SC's nine-judge Bench to decide if sovereign functions, state activities come under 'industry'
The Hindu
Supreme Court's nine-judge Bench to assess if state functions and activities qualify as 'industry' under the Industrial Disputes Act.
A nine-judge Constitution Bench of the Supreme Court would begin hearing from March 17 a 2002 case regarding the question whether educational institutions, hospitals and sovereign functions of the government and its instrumentalities would fall within the definition of ‘industrial activity’ under the Industrial Disputes Act.
Chief Justice of India Surya Kant, heading a three-judge Bench on Monday (February 16, 2026), chose the case for constituting the first nine-judge Constitution during his tenure.
The question of law in the reference before the proposed nine-judge Bench concerns a 1978 judgment delivered in Bangalore Water Supply and Sewerage Board v. A. Rajappa by Justice V.R. Krishna Iyer as a member of a seven-judge Bench.

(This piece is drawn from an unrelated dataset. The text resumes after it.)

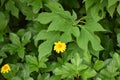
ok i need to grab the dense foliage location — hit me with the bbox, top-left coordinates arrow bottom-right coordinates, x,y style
0,0 -> 120,80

The 1978 judgment had expanded the definition of ‘industry’ under Section 2(j) of the Industrial Disputes Act, 1947. The judgment had introduced a triple test and included hospitals, educational institutions and municipalities as industries.
Significantly, the Chief Justice framed a question whether “social welfare activities and schemes or other enterprises” undertaken by government departments or its instrumentalities could be construed as industrial activity under Section 2(j) of the Industrial Disputes Act.
Another question framed by the Supreme Court for consideration by the proposed nine-judge Bench is a clarification on what ‘state/sovereign activities’ would fall within the definition of industry under Section 2(j).